C'est tellement banal

Fermant les yeux, Draco laissa les bruits étouffés autour de lui le bercer, le ramenant quelques années en arrière, dans un souvenir dont les couleurs se mélangeaient.

Il était sur une plage… non, dans un parc. A Londres ? Non, en Irlande…

Il se rappelait en tout cas d'un grand soleil. Ou… ou bien le temps était-il un peu couvert ? Oui, cela devait être le début de l'automne. La fin du printemps ?

En tout cas, si c'était tout cela à la fois, il se souvenait d'une chose, immuable, qui avait accompagné chacun de ces moments.

Mélo-tragédie

Le sourire de Potter.

Sourire de joie, marquant chaque fois davantage les petites rides au coin des yeux.

Sourire encourageant, réchauffant son cœur quand le moral ne suivait pas.

Sourire triste, parce que même les héros ont des failles.

Sourire timide, pas sûr d'être bien accueilli.

Sourire surpris, qui vient se percuter à une colère toute aussi surprise.

Des rencontres au hasard… puis provoquées… attendues… espérées… rêvées…

A deux balles

Merde, putain de Potter ! Pourquoi ? Pourquoi m'avoir souri quand on s'est revu ?

Et pourquoi pas ?

Après tout ce temps, on ne pouvait pas juste rester ennemis ? En souvenir du bon vieux temps…

Allons, Draco. Nous ne l'étions plus. Ces gamineries étaient finies.

Je sais y'a bien pire

Oui, à un moment, il avait été temps de grandir. A la fin de la dernière bataille, précisément. Oui, quand Harry Potter s'était définitivement inscrit dans l'Histoire comme le sauveur du monde sorcier, tous avaient dû devenir adultes.

Ce n'était pas forcément un mal. Le sens des priorités avaient changé. Tout avait pris sens.

Enfin, aurait dû…

Draco Malefoy, comme tous les autres, avait changé de vie. D'envies. De vices.

La vie avait continué, pour tous. On grandissait, arrachait les pansements même si les plaies n'étaient pas encore sèches. On comptait les cicatrices, et puis on les camouflait. On entrait dans la vie active -comme s'ils avaient été passifs jusque-là !-, on entrait dans le moule d'une existence « normale ».

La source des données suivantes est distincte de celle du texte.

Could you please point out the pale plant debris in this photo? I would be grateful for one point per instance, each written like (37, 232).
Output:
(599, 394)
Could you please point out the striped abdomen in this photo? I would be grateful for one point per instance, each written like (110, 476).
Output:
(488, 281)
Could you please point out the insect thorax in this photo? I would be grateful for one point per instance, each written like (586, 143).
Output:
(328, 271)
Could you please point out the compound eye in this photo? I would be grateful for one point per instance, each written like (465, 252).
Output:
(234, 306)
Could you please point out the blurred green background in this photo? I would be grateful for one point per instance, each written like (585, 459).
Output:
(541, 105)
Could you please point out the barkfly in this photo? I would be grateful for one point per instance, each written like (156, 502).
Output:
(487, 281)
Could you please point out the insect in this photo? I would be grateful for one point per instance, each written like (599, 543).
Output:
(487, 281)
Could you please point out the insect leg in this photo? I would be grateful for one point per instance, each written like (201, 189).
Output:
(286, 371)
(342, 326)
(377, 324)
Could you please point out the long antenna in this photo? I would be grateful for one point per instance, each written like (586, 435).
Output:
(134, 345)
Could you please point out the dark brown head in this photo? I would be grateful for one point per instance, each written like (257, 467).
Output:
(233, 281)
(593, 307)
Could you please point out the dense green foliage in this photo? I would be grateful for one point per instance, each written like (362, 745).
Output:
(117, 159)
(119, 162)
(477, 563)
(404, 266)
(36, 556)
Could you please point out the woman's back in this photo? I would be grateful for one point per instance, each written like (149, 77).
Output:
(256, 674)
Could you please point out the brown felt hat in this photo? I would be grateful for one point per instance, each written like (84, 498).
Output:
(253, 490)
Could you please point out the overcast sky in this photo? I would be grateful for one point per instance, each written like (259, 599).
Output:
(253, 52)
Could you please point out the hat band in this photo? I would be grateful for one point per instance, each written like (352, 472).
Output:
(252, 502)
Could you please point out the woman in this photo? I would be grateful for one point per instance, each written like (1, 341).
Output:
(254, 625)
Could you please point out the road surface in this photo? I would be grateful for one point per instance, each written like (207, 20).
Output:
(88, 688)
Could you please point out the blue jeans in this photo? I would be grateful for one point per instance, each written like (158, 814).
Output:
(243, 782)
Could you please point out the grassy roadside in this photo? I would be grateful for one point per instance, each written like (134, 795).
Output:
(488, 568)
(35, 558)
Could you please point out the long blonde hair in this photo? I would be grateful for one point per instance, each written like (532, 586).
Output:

Travail. Mariage. Enfants.

Et puis, les accrocs. Les erreurs de parcours. Les traversées du désert. Les petites plaies qui se rouvrent, et celles qu'on gratte. Les cicatrices qu'on regarde de temps en temps, sans pouvoir s'en empêcher.

Je sais l'hôpital

Devenir un héros n'immunise pas contre la peur, les cauchemars, les disputes. Sauver le monde ne vous rend pas saint.

La colère, l'angoisse, le doute, les regrets sont toujours là, pendus au cou comme des médailles glanées avec les années. Bien méritées.

Mais face au monde, qui clame sa reconnaissance, il faut sourire. Faire bonne figure. Alors on cache de nouveau les cicatrices, on repanse les blessures. Et on offre son plus beau sourire -factice.

Jusqu'à la goutte d'eau. Cette foutue goutte de trop qui fait déborder le cœur : la colère et la peur prennent le dessus. Et on se noie.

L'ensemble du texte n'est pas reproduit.